For a scalable resource, the fault monitor takes the resource offline.
A fault monitor treats a fault as persistent if the number of complete failures of a resource exceeds a specified threshold within a specified retry interval. Defining the criteria for persistent faults enables you to set the threshold and the retry interval to accommodate the performance characteristics of your cluster and your availability requirements.
A fault monitor treats some faults as a complete failure of a resource. A complete failure typically causes a complete loss of service. The following failures are examples of a complete failure:
Unexpected termination of the process for a data service server
Inability of a fault monitor to connect to a data service server
A complete failure causes the fault monitor to increase by 1 the count of complete failures in the retry interval.
A fault monitor treats other faults as a partial failure of a resource.

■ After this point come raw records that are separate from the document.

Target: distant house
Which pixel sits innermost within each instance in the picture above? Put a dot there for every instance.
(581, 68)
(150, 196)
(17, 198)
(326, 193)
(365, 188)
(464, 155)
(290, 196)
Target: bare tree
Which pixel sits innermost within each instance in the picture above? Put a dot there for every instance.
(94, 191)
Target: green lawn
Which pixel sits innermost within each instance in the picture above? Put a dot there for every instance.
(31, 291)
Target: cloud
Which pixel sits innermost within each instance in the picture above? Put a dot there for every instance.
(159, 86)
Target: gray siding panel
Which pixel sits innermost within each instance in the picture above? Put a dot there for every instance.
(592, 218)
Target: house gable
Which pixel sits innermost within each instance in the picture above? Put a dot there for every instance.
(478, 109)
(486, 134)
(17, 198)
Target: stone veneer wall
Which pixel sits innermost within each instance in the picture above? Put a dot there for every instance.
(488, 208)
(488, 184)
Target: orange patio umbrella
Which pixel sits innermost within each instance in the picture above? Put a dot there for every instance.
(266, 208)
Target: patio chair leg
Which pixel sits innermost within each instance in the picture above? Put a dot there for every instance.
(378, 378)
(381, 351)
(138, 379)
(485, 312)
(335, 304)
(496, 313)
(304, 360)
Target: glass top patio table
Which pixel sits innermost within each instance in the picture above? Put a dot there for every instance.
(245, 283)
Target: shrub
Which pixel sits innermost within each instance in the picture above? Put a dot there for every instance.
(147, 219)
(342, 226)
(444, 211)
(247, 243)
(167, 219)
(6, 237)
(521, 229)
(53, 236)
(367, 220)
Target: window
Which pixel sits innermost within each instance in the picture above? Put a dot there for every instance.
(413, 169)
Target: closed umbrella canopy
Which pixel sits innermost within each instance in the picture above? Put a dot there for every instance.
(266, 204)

A partial failure is less serious than a complete failure, and typically causes a degradation of service, but not a complete loss of service. An example of a partial failure is an incomplete response from a data service server before a fault monitor probe is timed out.
A partial failure causes the fault monitor to increase by a fractional amount the count of complete failures in the retry interval. Partial failures are still accumulated over the retry interval.
The following characteristics of partial failures depend on the data service:
The types of faults that the fault monitor treats as partial failure
The fractional amount that each partial failure adds to the count of complete failures
For information about faults that a data service's fault monitor detects, see the documentation for the data service.
Thorough_probe_interval system property
Probe_timeout extension property
To ensure that you allow enough time for the threshold to be reached within the retry interval, use the following expression to calculate values for the retry interval and the threshold:
retry-interval ≥ threshold × (thorough-probe-interval + probe-timeout)
To set the threshold and the retry interval, set the following system properties of the resource:
The failover behavior of a resource determines how the RGM responds to the following faults:
Failure of the resource to start
Failure of the resource to stop
Failure of the resource's fault monitor to stop
To specify the failover behavior of a resource, set the Failover_mode system property of the resource. For information about the possible values of this property, see the description of the Failover_mode system property in Resource Properties.